Unemployment and government hopes and gambles

The latest unemployment figures are being published today.

They will give not just the latest snapshot of the human cost of the starts and stutters of the recovery, but will reveal exactly how the government's big hope, or gamble for the sceptics, is working out.

Namely, how quickly public sector jobs are disappearing, and how quickly private sector jobs are being created.

Unemployment figures are expected to show another increase Credit: Reuters

The last time we got a look at these figures was at the end of last year, when the Office for National Statistics revealed that public sector employment decreased by 67,000 in the third quarter to 5.987 million.

During the same period employment in the private sector increased by a measly 5,000 to just 23 million.

And it's only once a quarter that the breakdown of the switch from one sector to another is revealed.

The figures comparing year-to-year however are much healthier:

  • At the third quarter of 2011 there were 262,000 more jobs in the private sector
  • There were 276,000 less in the public sector
  • But it is in the last quarter of the year that the economy actually slightly shrank

Overall, expectations are that unemployment will continue to edge up, hitting particularly women and the young. But last month's rise was the smallest in some months, although it continued to climb.
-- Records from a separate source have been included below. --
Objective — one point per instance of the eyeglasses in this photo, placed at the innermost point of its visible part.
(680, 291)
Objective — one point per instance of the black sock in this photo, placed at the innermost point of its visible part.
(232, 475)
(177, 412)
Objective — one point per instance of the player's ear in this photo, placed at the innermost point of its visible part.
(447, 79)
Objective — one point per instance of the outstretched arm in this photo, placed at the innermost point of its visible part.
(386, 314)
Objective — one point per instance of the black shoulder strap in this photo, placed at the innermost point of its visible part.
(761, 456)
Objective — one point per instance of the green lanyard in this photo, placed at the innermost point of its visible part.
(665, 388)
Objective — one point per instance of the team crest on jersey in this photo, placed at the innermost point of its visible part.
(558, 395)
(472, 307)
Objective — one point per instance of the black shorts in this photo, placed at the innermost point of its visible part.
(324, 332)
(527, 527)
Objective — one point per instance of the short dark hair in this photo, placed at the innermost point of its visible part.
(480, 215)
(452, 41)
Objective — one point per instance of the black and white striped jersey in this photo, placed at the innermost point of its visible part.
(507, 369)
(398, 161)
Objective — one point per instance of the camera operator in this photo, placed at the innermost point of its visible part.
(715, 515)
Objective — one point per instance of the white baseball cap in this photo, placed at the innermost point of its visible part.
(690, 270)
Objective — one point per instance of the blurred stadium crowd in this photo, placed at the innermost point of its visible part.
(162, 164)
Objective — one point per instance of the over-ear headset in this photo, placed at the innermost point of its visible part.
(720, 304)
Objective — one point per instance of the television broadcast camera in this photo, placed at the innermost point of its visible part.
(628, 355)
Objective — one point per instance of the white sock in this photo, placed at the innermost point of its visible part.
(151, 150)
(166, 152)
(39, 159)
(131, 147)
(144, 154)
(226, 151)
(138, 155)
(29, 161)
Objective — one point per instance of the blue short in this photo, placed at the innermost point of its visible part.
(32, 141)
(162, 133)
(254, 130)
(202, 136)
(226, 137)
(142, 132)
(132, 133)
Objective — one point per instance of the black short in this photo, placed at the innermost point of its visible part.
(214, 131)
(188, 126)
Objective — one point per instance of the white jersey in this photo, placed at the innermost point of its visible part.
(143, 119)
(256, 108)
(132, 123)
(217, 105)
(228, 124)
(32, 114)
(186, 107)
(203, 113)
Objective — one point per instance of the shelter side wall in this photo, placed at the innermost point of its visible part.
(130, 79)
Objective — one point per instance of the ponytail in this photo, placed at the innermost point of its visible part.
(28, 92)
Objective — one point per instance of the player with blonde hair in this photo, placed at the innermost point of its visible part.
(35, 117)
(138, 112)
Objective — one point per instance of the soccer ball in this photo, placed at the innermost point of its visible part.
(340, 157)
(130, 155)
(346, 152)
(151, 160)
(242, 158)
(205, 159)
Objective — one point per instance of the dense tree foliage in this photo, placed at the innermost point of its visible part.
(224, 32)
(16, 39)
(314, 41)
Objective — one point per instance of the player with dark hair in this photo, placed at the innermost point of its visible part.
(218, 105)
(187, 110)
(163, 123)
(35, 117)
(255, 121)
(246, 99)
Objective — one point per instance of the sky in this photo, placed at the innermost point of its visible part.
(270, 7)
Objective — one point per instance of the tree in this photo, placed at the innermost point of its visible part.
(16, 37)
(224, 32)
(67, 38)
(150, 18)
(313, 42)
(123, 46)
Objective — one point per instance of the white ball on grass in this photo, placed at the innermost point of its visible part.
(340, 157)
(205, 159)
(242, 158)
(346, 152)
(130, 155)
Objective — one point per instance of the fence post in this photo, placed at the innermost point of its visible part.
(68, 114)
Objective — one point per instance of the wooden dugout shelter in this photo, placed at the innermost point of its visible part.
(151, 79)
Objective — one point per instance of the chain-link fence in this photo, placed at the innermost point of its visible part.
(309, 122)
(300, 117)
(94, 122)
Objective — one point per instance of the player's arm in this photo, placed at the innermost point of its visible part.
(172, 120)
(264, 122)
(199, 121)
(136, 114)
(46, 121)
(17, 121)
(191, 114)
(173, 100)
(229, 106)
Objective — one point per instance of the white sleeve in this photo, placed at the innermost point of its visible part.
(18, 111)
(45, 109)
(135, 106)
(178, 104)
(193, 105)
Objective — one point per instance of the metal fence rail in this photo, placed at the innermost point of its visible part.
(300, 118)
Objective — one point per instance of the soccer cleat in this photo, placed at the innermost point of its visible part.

The jobless total currently strands at 2.6 million Credit: Reuters

Sadly, even if economies start to improve, and although things have not appeared to get worse in the last few months, unemployment often continues to lag behind.

So even if the private sector is, as the boss of the huge recruitment company Manpower, suggested this week beginning to 'turn a corner', it may be quite some time before that is reflected in healthy numbers of new jobs being created.

For George Osborne and the rest of the coalition, the pace of job creation is critical Credit: Reuters

With many more public sector jobs still set to go, the private sector cannot pick up the slack fast enough.